Nella seconda, entra in scena la finzione: ed assistiamo alla prima delle esecuzioni. Quella barbara, selvaggia, individuale ed apparentemente irrazionale di un uomo nei confronti di un altro uomo.
Nella terza parte - filmata con un senso dell'"ellisse", del riassunto conciso della progressione drammatica, che dona al racconto una tremenda efficacia, assistiamo all'altra esecuzione sommaria: quella sociale, legalizzata, "pulita" e meditata - ma proprio per questo altrettanto barbara ed insostenibile - della Giustizia nei confronti del Colpevole (in Polonia vige tutt'ora la pena di morte).
Per chi conosce anche sommariamente l'opera di questo regista polacco - uno dei più fertili e significativi di tutto il cinema contemporaneo - questa suddivisione non rappresenta soltanto una chiave di lettura di un film scritto con impareggiabile rigore espressivo e morale. Ma riflette anche alcuni aspetti della personalità del cineasta, chiaramente riscontrabili nella sua opera: da splendidi lungometraggi come AMATOR (1979), IL CASO (1982) o SENZA FINE (1984), alla sua recente serie di mediometraggi del DECALOGO ispirato ai Dieci Commandamenti, che diverse reti televisive hanno presentato alcuni mesi or sono.
Per Kielsowski infatti non è tanto l'uomo che - per quanto sforzi egli faccia - determina il proprio destino: ma il Caso. Dal concatenarsi degli avvenimenti (ma, naturalmente, gli avvenimenti non avvengono... a caso, ma sono dettati dalle condizioni esistenziali, sociali, politiche, religiose, psicologiche!) nasce quella ragnatela inesorabile che determina ciò che per comodità è stato definito Destino. E, per altrettanta ma più ambigua finalità, nozione di Bene o di Male.

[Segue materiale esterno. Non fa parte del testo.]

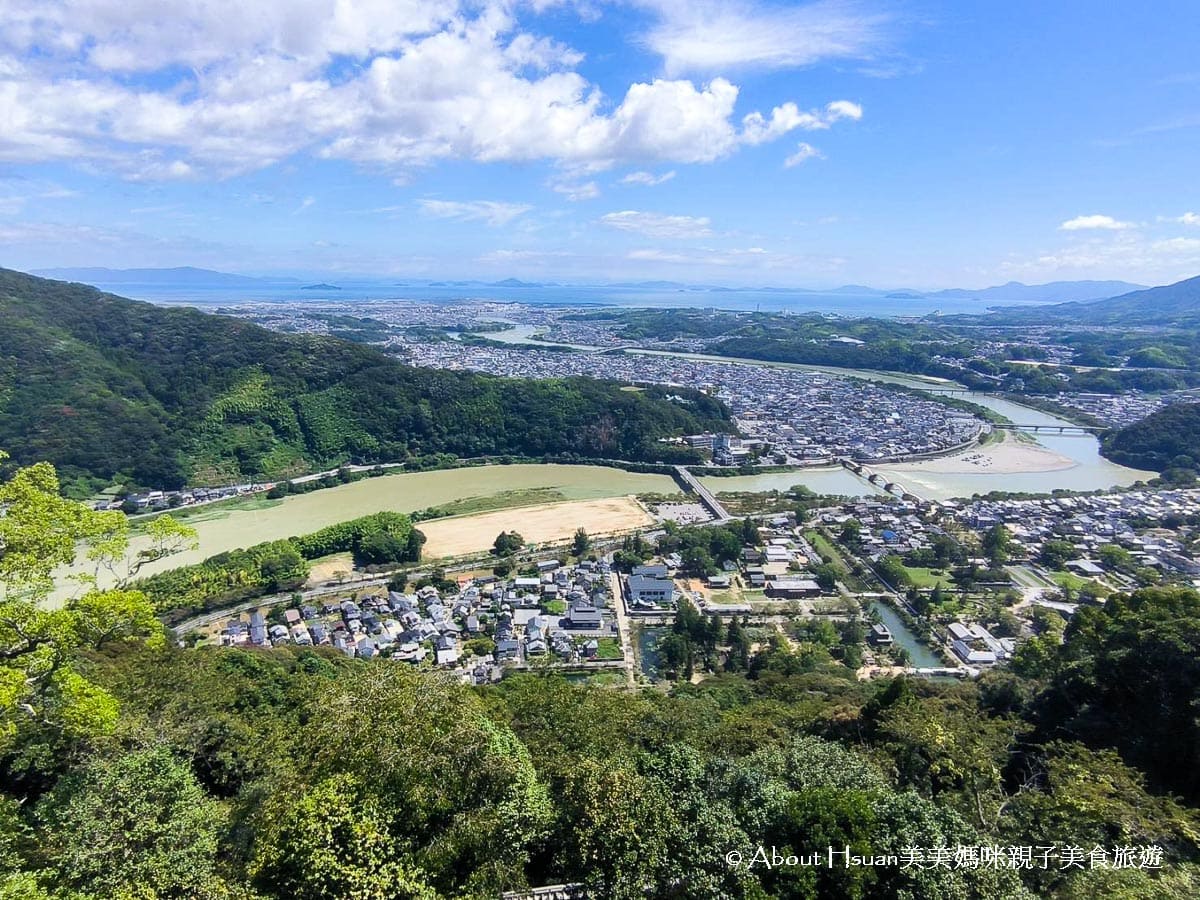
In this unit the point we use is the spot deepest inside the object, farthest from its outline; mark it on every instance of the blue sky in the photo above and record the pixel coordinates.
(918, 144)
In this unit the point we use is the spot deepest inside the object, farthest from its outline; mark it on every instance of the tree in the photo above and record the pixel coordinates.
(283, 569)
(339, 841)
(581, 543)
(1116, 558)
(851, 534)
(1056, 553)
(826, 576)
(131, 823)
(382, 549)
(507, 543)
(1127, 676)
(40, 681)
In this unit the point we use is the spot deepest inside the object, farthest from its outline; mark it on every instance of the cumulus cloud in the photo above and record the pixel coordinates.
(220, 88)
(654, 225)
(1083, 223)
(647, 178)
(576, 192)
(708, 35)
(756, 129)
(487, 211)
(803, 154)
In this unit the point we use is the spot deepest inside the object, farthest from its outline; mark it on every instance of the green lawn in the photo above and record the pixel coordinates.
(609, 648)
(1068, 580)
(825, 547)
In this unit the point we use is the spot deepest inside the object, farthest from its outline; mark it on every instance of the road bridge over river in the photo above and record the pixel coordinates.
(706, 497)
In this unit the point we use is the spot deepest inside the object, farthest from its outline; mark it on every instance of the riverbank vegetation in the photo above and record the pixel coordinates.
(379, 540)
(112, 389)
(1163, 441)
(131, 767)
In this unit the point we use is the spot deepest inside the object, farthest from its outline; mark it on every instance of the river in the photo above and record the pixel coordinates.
(1084, 471)
(244, 523)
(919, 654)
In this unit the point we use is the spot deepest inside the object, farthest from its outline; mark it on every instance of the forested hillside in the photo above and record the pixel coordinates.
(103, 387)
(1169, 438)
(131, 767)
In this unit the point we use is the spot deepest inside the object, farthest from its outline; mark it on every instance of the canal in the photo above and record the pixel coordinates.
(919, 654)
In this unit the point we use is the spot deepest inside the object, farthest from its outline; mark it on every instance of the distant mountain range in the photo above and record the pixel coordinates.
(1056, 292)
(1168, 305)
(181, 276)
(1012, 292)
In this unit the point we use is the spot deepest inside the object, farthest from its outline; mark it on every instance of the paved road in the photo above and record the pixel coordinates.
(705, 495)
(627, 642)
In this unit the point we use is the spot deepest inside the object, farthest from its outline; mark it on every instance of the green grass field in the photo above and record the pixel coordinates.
(609, 648)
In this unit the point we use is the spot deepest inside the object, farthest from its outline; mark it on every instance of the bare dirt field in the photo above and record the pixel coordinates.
(1007, 457)
(538, 525)
(329, 568)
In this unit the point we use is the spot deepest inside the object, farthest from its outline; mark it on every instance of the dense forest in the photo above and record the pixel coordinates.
(105, 387)
(1167, 439)
(133, 768)
(379, 540)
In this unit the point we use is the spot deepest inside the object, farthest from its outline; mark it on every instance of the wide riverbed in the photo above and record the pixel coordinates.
(1071, 462)
(249, 522)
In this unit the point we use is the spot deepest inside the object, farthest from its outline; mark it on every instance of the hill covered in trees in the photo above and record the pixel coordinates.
(105, 387)
(131, 767)
(1169, 438)
(1175, 305)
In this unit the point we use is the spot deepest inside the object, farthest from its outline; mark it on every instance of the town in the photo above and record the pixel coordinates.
(963, 585)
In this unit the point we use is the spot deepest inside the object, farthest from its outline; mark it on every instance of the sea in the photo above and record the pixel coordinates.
(838, 303)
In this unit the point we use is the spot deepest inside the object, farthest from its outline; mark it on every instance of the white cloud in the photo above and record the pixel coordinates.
(803, 154)
(647, 178)
(220, 88)
(576, 192)
(654, 225)
(756, 129)
(708, 35)
(1080, 223)
(487, 211)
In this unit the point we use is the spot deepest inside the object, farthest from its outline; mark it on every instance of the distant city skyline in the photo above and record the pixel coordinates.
(887, 143)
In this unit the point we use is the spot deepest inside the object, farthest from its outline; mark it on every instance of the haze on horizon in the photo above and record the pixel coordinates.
(894, 144)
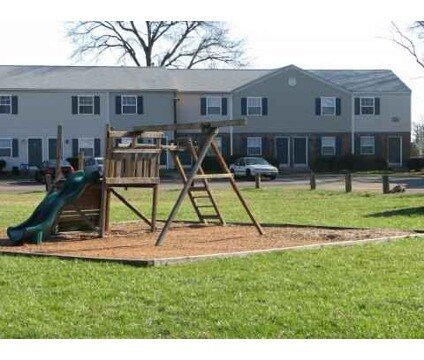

Per il regista polacco, egualmente, questa tragedia del quotidiano, che egli osserva con un senso straordinario del realismo, non è mai un'arida disanima pseudoscientifica: ma lo conduce a delle conclusioni (morali, religiose, mistiche?) che non tutti condivideranno. Ma che costituiscono una delle ragioni di maggior fascino della sua opera. Dall'osservazione terribilmente attenta della realtà (e quindi dalla denuncia civica, morale, politica di una società nella quale vive l'individuo) all'itinerario progressivamente sempre più irrazionale verso una dimensione spirituale (alla quale l'uomo è condotto dall'ineluttabilità di un comportamento imposto dal Caso): grazie alla lucidità della propria scrittura, grazie a quell'arte di legare il destino dell'Uomo a quello di ciò che gli sta attorno Kieslowski riesce a farci condividere il sogno di ogni artista: parlarci, con le povere immagini di ogni giorno, delle preoccupazioni più alte che ci accompagnano da sempre.